Molecular set representation learning

Daniel Probst,Maria Boulougouri,Pierre Vandergheynst
DOI: https://doi.org/10.26434/chemrxiv-2023-fk7kf-v2
2024-03-15
Abstract:Computational representation of molecules can take many forms, including graphs, string-encodings of graphs, binary vectors, or learned embeddings in the form of real-valued vectors. These representations are then used in downstream classification and regression tasks using a wide range of machine-learning models. However, existing models come with limitations, such as the requirement for clearly defined chemical bonds, which often do not represent the true underlying nature of a molecule. Here, we propose a framework for molecular machine learning tasks based on set representation learning. We show that learning on sets of atomic invariants alone reaches the performance of state-of-the-art graph-based models on the most-used chemical benchmark data sets and that introducing a set representation layer into graph neural networks can surpass the performance of established methods in the domains of chemistry, biology, and material science. We introduce specialised set representation-based neural network architectures for reaction yield and protein-ligand binding affinity prediction. Overall, we show that the technique we denote molecular set representation learning is both an alternative and an extension to graph neural network architectures for machine learning tasks on molecules, molecule complexes, and chemical reactions.
Chemistry
What problem does this paper attempt to address?

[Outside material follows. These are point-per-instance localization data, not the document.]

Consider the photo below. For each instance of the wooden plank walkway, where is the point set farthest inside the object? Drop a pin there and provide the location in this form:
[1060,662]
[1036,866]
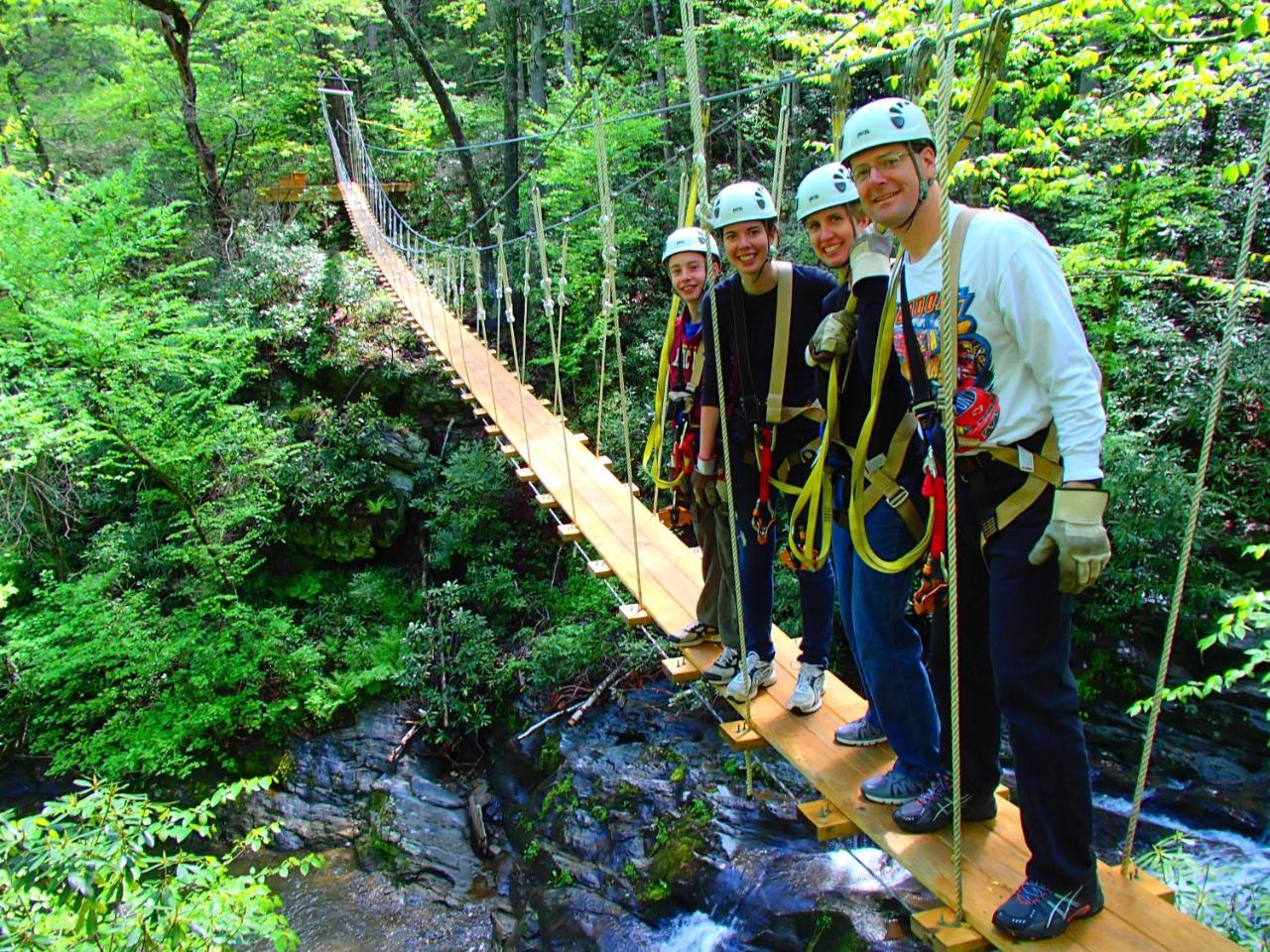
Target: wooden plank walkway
[670,579]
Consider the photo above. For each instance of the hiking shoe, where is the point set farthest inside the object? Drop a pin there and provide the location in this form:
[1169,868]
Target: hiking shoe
[808,690]
[860,733]
[724,667]
[892,787]
[695,634]
[933,810]
[752,675]
[1037,911]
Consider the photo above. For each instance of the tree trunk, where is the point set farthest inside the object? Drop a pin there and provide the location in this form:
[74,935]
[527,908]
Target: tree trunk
[48,177]
[567,13]
[661,77]
[456,131]
[538,55]
[178,31]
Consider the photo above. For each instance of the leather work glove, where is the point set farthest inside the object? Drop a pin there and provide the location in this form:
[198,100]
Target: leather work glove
[1078,535]
[705,483]
[832,338]
[870,255]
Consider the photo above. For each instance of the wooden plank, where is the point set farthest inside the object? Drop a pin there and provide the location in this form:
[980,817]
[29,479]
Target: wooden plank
[568,532]
[599,569]
[828,821]
[635,616]
[939,929]
[738,737]
[680,669]
[670,580]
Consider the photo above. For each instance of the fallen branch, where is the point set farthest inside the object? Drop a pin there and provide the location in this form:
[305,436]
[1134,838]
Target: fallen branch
[548,720]
[400,748]
[613,676]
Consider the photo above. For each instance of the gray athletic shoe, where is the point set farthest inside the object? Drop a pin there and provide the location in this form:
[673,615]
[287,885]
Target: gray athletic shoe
[892,787]
[753,674]
[810,689]
[724,667]
[860,734]
[695,634]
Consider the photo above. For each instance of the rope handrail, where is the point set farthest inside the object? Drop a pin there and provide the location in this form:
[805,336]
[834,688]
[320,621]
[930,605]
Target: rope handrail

The paper proposes a new molecular machine learning framework based on set representation learning instead of the traditional graph neural networks. Existing molecular representation methods such as graph encoding may have limitations and cannot fully reflect the true nature of molecules, especially non-covalent bonds and dynamic interactions. The researchers construct molecules through a set representation of atomic invariants, which does not rely on explicit chemical bond definitions but preserves the implicit information of molecular structure. They design several set-based neural network architectures and compare them with graph neural network models on multiple chemical tasks. The results show that set representation learning can not only compete with graph neural networks but also outperform them in certain cases, particularly in the fields of drug discovery, material science, and chemical reaction prediction. The paper also emphasizes that existing benchmark datasets may be insufficient to fully evaluate the advantages of graph neural networks and provides a collection of easy-to-use and extensible molecular set representation architectures.